A Climber's Guide to the Rocky Mountains of Canada

Publication Year: 1940.

A Climber’s Guide to the Rocky Mountains of Canada, by Howard Palmer and J. Monroe Thorington. Third edition. 12 mo.; xviii + 275 pages. New York: The American Alpine Club, 1940. Price $3.00 ($2.50 to A. A. C. members).

The third edition of this handbook of mountaineering in the Canadian Rockies, which has proved its worth during the twenty years since it first appeared, is the authors’ final endeavor to correct and amplify the work already recorded, their personal observation forming the basis for the revisions and additions of the new edition. The total number of peaks included is approximately 750, with more than 600 routes outlined. Passes to the number of 95 are described. The general grouping of peaks remains the same as in earlier editions, the eastern frontal range warranting an additional section S. of the Canadian Pacific railroad.

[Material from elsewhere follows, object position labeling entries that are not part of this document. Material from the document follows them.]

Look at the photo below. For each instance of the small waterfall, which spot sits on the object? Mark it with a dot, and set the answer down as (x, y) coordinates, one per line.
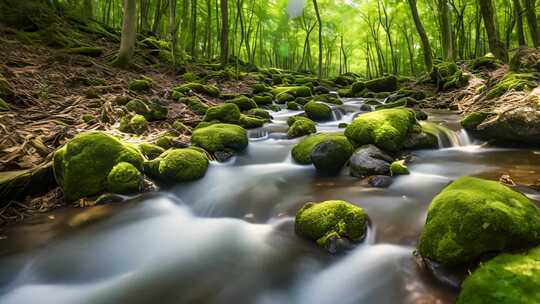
(446, 136)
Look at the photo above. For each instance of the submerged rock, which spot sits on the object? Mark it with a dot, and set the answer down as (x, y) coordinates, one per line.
(329, 157)
(508, 278)
(178, 165)
(330, 221)
(220, 137)
(472, 217)
(82, 166)
(369, 160)
(387, 129)
(301, 152)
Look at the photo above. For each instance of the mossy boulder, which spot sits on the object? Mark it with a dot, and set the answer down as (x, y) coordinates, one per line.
(139, 85)
(473, 217)
(506, 279)
(387, 129)
(263, 100)
(151, 151)
(83, 165)
(300, 127)
(220, 137)
(196, 87)
(244, 103)
(331, 220)
(383, 84)
(301, 152)
(514, 82)
(398, 168)
(318, 111)
(178, 165)
(124, 178)
(227, 113)
(251, 122)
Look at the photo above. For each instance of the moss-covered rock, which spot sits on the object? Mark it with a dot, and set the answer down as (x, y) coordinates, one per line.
(318, 111)
(263, 100)
(151, 151)
(472, 120)
(260, 113)
(472, 217)
(301, 127)
(124, 178)
(244, 103)
(512, 81)
(196, 87)
(506, 279)
(398, 168)
(227, 113)
(178, 165)
(387, 129)
(250, 122)
(448, 75)
(220, 137)
(83, 165)
(301, 152)
(139, 85)
(329, 220)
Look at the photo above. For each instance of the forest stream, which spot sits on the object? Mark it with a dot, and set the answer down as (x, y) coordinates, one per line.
(229, 238)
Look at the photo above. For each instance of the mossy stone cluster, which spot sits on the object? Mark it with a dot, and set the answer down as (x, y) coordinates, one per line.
(472, 217)
(220, 137)
(331, 219)
(318, 111)
(178, 165)
(301, 152)
(387, 129)
(506, 279)
(83, 165)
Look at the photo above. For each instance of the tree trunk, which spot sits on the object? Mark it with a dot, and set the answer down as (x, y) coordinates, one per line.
(224, 32)
(129, 34)
(316, 6)
(496, 46)
(428, 59)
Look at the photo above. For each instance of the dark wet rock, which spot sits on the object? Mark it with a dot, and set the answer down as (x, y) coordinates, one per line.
(369, 160)
(329, 157)
(380, 181)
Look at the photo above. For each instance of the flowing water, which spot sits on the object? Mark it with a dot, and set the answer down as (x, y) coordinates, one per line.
(229, 238)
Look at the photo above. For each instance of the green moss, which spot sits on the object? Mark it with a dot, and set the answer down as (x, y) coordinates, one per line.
(227, 113)
(472, 217)
(387, 129)
(301, 127)
(82, 166)
(4, 106)
(383, 84)
(86, 51)
(260, 113)
(250, 122)
(124, 178)
(471, 121)
(512, 81)
(197, 88)
(139, 85)
(301, 152)
(195, 105)
(398, 168)
(263, 100)
(151, 151)
(178, 165)
(506, 279)
(319, 222)
(318, 111)
(244, 103)
(220, 137)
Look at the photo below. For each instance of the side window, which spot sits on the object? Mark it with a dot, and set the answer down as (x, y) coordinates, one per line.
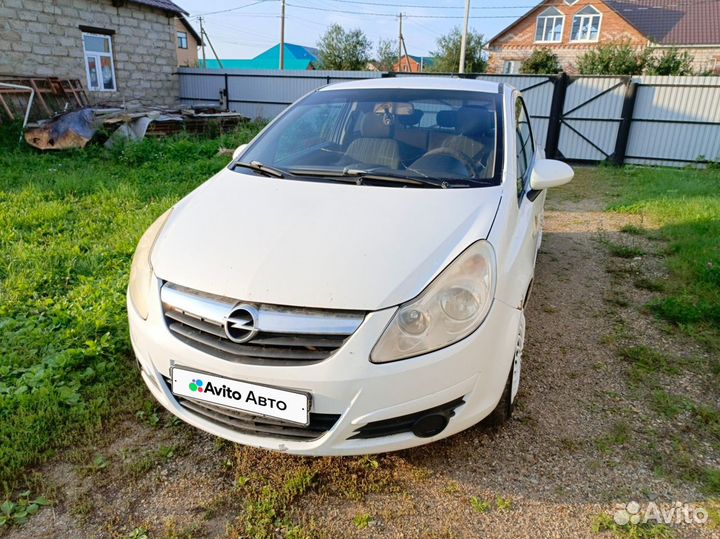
(525, 148)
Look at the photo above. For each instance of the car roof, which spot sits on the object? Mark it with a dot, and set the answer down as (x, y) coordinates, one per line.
(419, 82)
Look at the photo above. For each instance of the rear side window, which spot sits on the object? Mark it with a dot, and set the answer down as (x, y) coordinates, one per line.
(525, 148)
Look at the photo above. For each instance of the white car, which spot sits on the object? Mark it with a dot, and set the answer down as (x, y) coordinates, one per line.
(354, 281)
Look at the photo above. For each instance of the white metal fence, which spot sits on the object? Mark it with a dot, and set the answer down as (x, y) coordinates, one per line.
(669, 121)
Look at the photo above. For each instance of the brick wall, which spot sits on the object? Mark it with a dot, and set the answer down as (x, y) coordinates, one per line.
(43, 38)
(518, 42)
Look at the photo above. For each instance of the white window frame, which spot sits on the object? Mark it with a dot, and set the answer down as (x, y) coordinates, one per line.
(187, 42)
(514, 67)
(98, 56)
(544, 18)
(583, 17)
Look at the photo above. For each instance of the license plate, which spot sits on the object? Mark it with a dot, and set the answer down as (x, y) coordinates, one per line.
(256, 399)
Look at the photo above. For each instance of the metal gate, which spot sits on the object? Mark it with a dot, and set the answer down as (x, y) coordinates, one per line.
(592, 115)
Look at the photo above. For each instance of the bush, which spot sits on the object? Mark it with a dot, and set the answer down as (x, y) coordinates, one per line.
(619, 58)
(671, 62)
(540, 62)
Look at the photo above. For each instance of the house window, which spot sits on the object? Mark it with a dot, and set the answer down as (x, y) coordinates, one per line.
(549, 26)
(99, 66)
(586, 25)
(182, 40)
(511, 67)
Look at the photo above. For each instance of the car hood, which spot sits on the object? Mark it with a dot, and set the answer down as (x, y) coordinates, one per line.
(317, 244)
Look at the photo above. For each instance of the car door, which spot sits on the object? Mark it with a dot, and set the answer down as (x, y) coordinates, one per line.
(530, 204)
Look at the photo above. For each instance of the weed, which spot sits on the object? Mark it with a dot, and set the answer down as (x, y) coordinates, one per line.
(646, 363)
(479, 505)
(669, 405)
(652, 285)
(605, 522)
(137, 533)
(684, 205)
(98, 464)
(503, 504)
(633, 230)
(619, 435)
(69, 223)
(452, 488)
(18, 512)
(620, 250)
(362, 521)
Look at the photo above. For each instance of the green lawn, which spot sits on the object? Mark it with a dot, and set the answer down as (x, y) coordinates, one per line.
(69, 223)
(684, 205)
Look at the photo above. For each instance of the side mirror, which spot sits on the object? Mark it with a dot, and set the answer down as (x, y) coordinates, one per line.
(548, 173)
(240, 149)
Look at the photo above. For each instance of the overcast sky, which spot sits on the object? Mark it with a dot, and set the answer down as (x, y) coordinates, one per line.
(245, 28)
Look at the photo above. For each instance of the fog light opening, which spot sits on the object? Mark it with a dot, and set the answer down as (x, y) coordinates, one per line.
(430, 425)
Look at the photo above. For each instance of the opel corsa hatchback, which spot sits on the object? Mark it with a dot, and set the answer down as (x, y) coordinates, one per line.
(354, 281)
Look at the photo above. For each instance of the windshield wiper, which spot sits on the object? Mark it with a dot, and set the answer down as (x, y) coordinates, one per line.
(257, 166)
(349, 175)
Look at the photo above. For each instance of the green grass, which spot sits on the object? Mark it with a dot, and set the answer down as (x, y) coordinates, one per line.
(69, 223)
(684, 205)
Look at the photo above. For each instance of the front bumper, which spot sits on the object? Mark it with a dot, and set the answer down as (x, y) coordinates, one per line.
(347, 384)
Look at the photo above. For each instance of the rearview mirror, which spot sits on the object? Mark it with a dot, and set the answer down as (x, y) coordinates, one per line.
(240, 149)
(398, 109)
(548, 173)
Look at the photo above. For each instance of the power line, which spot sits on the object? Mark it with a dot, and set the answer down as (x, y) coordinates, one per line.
(368, 14)
(423, 6)
(232, 9)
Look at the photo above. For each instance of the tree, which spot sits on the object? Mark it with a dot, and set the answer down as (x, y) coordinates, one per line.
(447, 57)
(619, 58)
(343, 50)
(386, 54)
(541, 62)
(671, 62)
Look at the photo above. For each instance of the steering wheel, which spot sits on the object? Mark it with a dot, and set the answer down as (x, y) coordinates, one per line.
(457, 156)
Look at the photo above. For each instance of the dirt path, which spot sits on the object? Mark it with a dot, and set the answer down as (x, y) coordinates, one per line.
(586, 436)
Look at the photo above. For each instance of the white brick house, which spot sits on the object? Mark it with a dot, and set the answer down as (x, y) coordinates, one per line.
(121, 50)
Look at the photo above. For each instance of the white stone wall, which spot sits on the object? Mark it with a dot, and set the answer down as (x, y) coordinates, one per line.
(43, 38)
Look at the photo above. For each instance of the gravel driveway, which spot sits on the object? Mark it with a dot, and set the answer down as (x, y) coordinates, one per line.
(583, 439)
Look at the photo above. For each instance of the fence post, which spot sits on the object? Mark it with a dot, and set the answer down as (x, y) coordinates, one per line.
(618, 156)
(227, 94)
(560, 85)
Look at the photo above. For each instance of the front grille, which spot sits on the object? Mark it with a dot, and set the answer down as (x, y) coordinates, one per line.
(255, 425)
(401, 424)
(279, 336)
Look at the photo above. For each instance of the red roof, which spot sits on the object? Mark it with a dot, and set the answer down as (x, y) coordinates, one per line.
(665, 22)
(673, 22)
(165, 5)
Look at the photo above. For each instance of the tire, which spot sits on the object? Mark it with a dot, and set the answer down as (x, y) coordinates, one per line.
(504, 409)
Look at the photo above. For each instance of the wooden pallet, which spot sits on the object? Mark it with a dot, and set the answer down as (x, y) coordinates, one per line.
(52, 95)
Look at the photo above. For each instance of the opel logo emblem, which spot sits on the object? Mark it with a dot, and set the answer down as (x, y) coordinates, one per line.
(240, 325)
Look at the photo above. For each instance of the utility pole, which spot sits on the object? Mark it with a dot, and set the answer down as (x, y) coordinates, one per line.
(282, 36)
(463, 42)
(400, 44)
(204, 36)
(202, 39)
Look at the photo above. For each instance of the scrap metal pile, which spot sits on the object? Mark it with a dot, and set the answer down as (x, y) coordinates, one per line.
(76, 128)
(65, 118)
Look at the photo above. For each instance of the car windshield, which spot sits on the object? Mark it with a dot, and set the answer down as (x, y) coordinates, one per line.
(425, 136)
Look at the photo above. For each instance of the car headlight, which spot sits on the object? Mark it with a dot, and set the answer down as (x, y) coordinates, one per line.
(448, 310)
(141, 272)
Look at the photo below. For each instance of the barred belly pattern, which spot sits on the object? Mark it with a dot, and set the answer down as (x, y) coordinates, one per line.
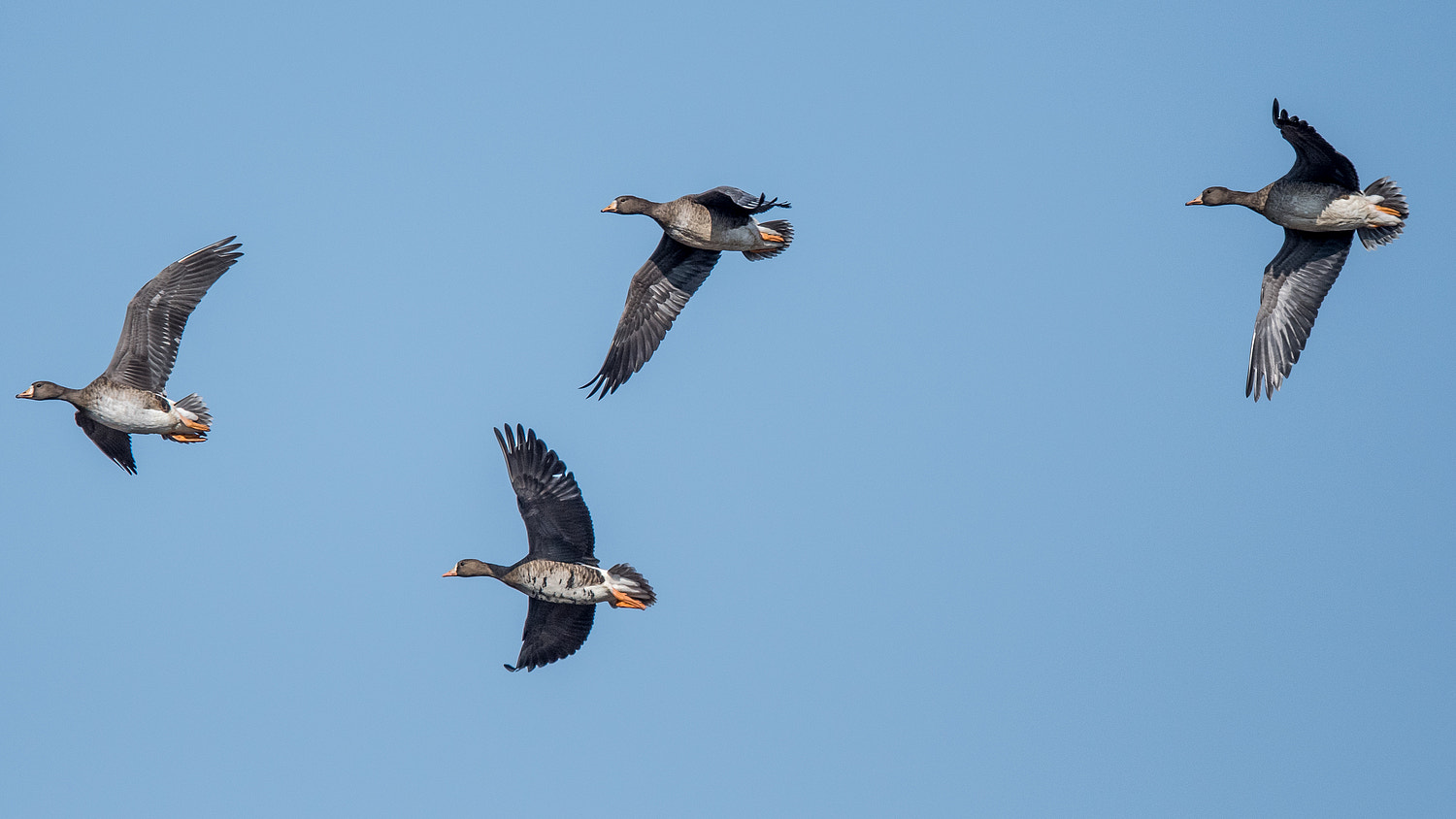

The arrangement is progressive from S. to N. Part One includes the peaks from the International Boundary to the main line of the Canadian Pacific railroad; Part Two extends the description to Yellowhead pass, crossed by the Canadian National railroad, while Part Three embraces the region as far N. as Jarvis pass, beyond which the mountains are less typically alpine.

From areas recently surveyed more than eighty new peaks have been added to this edition, while mountaineering since 1930 has necessitated the inclusion of 107 first ascents and sixty-seven new routes, much material appearing here for the first time. The Lake Louise-Jasper highway, opened throughout in 1940, is described and affords limited access to several hitherto remote groups.

With its companion work on the Interior Ranges of British Columbia (1937), the two volumes form the American Alpine Club’s chief contribution toward the preservation of North American climbing records. The authors’ diligence is in marked contrast to that of the Geographic Board of Canada, which has failed to solve the obvious problem of nomenclature for the many important unnamed peaks in areas long since covered by governmental surveys.